Rear impact guards, fastened to the backs of big rigs, are designed to stop cars and prevent them from sliding underneath. The Insurance Institute for Highway Safety (IIHS) put them to the test. The Institute crashed a 2010 Chevy Malibu, traveling 35 miles an hour, into the back of parked trailers. The rear guard that meets the U.S. standard gave way, and the car slid right under the trailer, crushing the vehicle. If there had been real occupants instead of crash dummies in the front seat, the IIHS said they would not have survived.
"Our tests show how easily some of these guards are failing at relatively moderate speeds," said institute president Adrian Lund. "The standards need to be stronger. These crashes don't have to be deaths or serious injuries."
Canada requires rear impact barriers that are 75 percent stronger than those in the U.S. In the IIHS crash tests, the Canadian-style guard held up properly when the car hit it.
For Nancy Meuleners, a rear under-ride crash has meant 40 surgeries and a changed life -- she lost her jaw and parts of her tongue.
"Speaking can be an issue. Eating. I can't eat normal foods," Meulener said.
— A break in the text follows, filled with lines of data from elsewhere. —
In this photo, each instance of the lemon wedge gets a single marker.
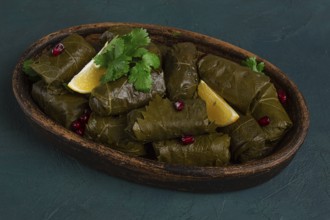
(218, 110)
(88, 78)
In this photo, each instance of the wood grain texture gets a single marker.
(195, 179)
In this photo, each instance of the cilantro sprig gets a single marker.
(127, 56)
(252, 63)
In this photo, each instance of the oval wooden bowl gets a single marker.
(195, 179)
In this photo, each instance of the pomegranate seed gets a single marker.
(76, 125)
(58, 49)
(264, 121)
(84, 118)
(282, 96)
(179, 105)
(187, 139)
(79, 132)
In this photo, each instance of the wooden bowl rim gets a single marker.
(155, 167)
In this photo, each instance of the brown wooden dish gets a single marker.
(145, 171)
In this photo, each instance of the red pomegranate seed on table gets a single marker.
(179, 105)
(58, 49)
(84, 118)
(79, 132)
(264, 121)
(282, 96)
(187, 139)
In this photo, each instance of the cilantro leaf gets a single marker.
(151, 59)
(252, 63)
(27, 69)
(127, 55)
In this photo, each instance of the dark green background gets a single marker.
(39, 182)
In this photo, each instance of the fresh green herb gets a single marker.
(33, 75)
(252, 63)
(127, 55)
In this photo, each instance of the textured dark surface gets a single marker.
(39, 182)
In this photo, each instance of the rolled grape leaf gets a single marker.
(159, 120)
(58, 103)
(238, 85)
(110, 131)
(181, 71)
(119, 96)
(207, 150)
(60, 69)
(267, 104)
(248, 140)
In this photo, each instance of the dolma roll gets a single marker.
(58, 103)
(160, 120)
(248, 140)
(110, 131)
(61, 68)
(181, 75)
(267, 104)
(207, 150)
(119, 96)
(238, 85)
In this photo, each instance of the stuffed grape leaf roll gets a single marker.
(61, 68)
(181, 71)
(160, 120)
(58, 103)
(111, 132)
(248, 140)
(207, 150)
(267, 104)
(119, 96)
(238, 85)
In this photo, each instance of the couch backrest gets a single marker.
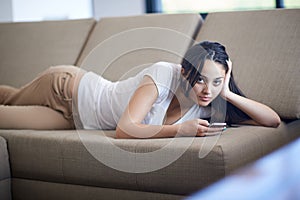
(28, 48)
(121, 46)
(265, 50)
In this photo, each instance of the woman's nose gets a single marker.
(206, 88)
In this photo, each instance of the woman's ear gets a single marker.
(182, 71)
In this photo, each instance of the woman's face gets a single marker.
(210, 83)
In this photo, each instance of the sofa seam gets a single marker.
(85, 42)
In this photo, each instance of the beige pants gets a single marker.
(45, 103)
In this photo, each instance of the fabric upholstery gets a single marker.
(121, 46)
(76, 157)
(34, 189)
(29, 48)
(5, 179)
(264, 47)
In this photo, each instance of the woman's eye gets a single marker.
(218, 82)
(200, 80)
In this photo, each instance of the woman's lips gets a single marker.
(205, 99)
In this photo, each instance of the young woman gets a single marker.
(164, 100)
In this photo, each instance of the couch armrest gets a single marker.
(5, 179)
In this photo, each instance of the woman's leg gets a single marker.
(32, 117)
(53, 88)
(6, 92)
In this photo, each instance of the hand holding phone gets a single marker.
(215, 128)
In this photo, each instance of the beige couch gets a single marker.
(82, 164)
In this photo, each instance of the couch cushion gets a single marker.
(264, 47)
(171, 165)
(28, 48)
(120, 46)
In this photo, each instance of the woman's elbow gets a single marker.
(120, 134)
(274, 122)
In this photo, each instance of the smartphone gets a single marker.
(217, 125)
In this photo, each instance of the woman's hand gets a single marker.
(197, 127)
(225, 91)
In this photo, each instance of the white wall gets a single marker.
(5, 10)
(39, 10)
(109, 8)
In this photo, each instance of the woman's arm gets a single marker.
(259, 113)
(141, 102)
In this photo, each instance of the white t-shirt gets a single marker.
(101, 102)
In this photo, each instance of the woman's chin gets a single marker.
(203, 103)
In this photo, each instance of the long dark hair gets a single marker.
(192, 64)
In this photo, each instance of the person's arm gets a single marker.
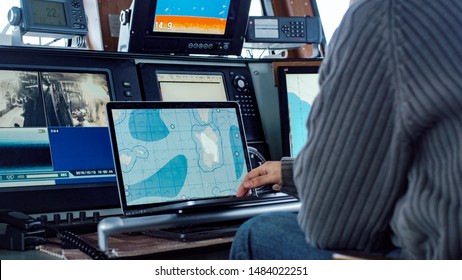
(352, 170)
(276, 173)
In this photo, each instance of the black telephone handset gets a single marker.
(26, 232)
(19, 220)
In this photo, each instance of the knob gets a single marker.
(15, 16)
(124, 16)
(43, 219)
(69, 217)
(57, 218)
(82, 216)
(96, 216)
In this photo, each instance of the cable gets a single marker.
(70, 240)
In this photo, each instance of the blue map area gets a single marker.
(298, 113)
(197, 8)
(170, 154)
(147, 126)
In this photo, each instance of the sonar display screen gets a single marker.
(191, 16)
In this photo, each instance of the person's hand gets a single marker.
(267, 173)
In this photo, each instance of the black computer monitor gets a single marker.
(297, 88)
(188, 26)
(55, 150)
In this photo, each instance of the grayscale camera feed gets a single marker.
(41, 99)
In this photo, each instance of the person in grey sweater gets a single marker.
(381, 171)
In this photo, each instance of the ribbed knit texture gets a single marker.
(384, 157)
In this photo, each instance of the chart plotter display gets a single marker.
(191, 16)
(179, 154)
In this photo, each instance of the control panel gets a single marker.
(284, 30)
(209, 83)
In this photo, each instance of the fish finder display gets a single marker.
(191, 16)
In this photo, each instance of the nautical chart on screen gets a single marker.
(302, 89)
(176, 154)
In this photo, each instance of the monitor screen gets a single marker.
(191, 16)
(298, 87)
(55, 150)
(184, 86)
(186, 27)
(53, 129)
(48, 13)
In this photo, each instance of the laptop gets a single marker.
(175, 157)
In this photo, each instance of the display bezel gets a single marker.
(144, 40)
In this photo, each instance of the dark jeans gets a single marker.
(274, 236)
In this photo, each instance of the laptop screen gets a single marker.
(169, 152)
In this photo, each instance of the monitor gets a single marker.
(298, 87)
(55, 151)
(212, 82)
(184, 86)
(186, 27)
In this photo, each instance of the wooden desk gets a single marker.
(126, 246)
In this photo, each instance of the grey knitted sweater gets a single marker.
(383, 162)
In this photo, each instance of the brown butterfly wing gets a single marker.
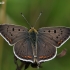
(54, 35)
(48, 39)
(13, 33)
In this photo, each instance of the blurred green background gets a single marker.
(55, 13)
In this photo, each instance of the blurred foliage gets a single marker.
(55, 13)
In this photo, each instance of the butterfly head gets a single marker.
(32, 29)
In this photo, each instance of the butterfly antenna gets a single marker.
(38, 18)
(26, 20)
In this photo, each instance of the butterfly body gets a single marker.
(32, 45)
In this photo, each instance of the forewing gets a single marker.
(23, 50)
(12, 33)
(54, 35)
(45, 51)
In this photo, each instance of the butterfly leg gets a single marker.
(27, 65)
(15, 61)
(63, 53)
(35, 65)
(18, 67)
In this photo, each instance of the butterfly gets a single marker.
(33, 46)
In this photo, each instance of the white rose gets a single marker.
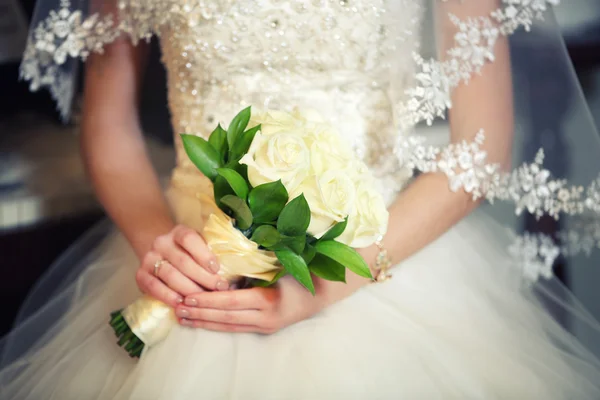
(330, 197)
(369, 219)
(273, 121)
(327, 150)
(307, 115)
(279, 156)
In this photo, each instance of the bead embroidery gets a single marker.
(340, 50)
(530, 186)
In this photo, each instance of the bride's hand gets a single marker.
(260, 310)
(184, 265)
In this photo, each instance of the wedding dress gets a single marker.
(455, 321)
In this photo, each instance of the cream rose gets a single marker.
(279, 156)
(238, 256)
(368, 220)
(330, 197)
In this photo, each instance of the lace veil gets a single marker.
(492, 78)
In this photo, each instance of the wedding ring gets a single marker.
(157, 266)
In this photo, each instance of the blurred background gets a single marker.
(46, 202)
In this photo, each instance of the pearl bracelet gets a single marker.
(383, 263)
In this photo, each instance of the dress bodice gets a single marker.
(348, 59)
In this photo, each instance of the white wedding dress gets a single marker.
(454, 322)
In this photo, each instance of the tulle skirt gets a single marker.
(455, 322)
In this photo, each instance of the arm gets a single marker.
(126, 184)
(114, 148)
(427, 203)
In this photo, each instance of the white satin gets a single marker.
(453, 323)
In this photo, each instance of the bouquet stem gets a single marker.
(127, 339)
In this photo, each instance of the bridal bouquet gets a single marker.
(291, 198)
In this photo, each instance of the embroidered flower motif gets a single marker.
(535, 254)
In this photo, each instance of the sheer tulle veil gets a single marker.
(547, 202)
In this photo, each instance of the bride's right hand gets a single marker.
(187, 267)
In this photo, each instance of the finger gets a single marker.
(196, 247)
(235, 317)
(152, 286)
(219, 327)
(244, 299)
(176, 280)
(188, 267)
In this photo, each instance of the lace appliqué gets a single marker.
(61, 35)
(530, 187)
(536, 253)
(473, 46)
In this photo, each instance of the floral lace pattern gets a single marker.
(535, 254)
(530, 187)
(342, 49)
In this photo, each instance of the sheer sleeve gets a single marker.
(519, 131)
(65, 32)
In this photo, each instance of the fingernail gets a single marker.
(191, 302)
(213, 266)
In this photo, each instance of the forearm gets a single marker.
(427, 208)
(126, 184)
(427, 204)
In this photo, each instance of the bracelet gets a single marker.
(383, 263)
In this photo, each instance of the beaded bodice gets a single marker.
(341, 57)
Meuleners, of Bloomington Minnesota, has lobbied to get stronger rear guards, "We need lower, safer, more energy-absorbing guards," she said. She is understandably nervous when driving near a big rig. "They are a danger to me and to the American public, I feel, without proper underride bars on them."
"It doesn't provide the kind of underguard protection that clearly is called for," said Bill Graves, president of the American Trucking Associations, after being shown the test video.
Big Rig Threat: Cars Slide Under Trailers
Graves said, though, that there the right barrier design is a "complicated puzzle to solve."
"That's the question the federal government has been wrestling now for many years, is what's the strength we want," he said." What's too much? And what's not enough?"
The National Highway Traffic Safety Administration issued a statement today saying "it is well aware of the scope and severity of the truck underride issue."
The agency, part of the Department of Transportation, said it first identified problems in 2009 and has been studying the issue ever since. It said it hopes to finish its review next year.
"The driving public should know," said the statement from agency head David Strickland, "that we are already actively working to address the issues."
One big question: how long will that take? The last time the government raised rear underride standards, it took 20 years.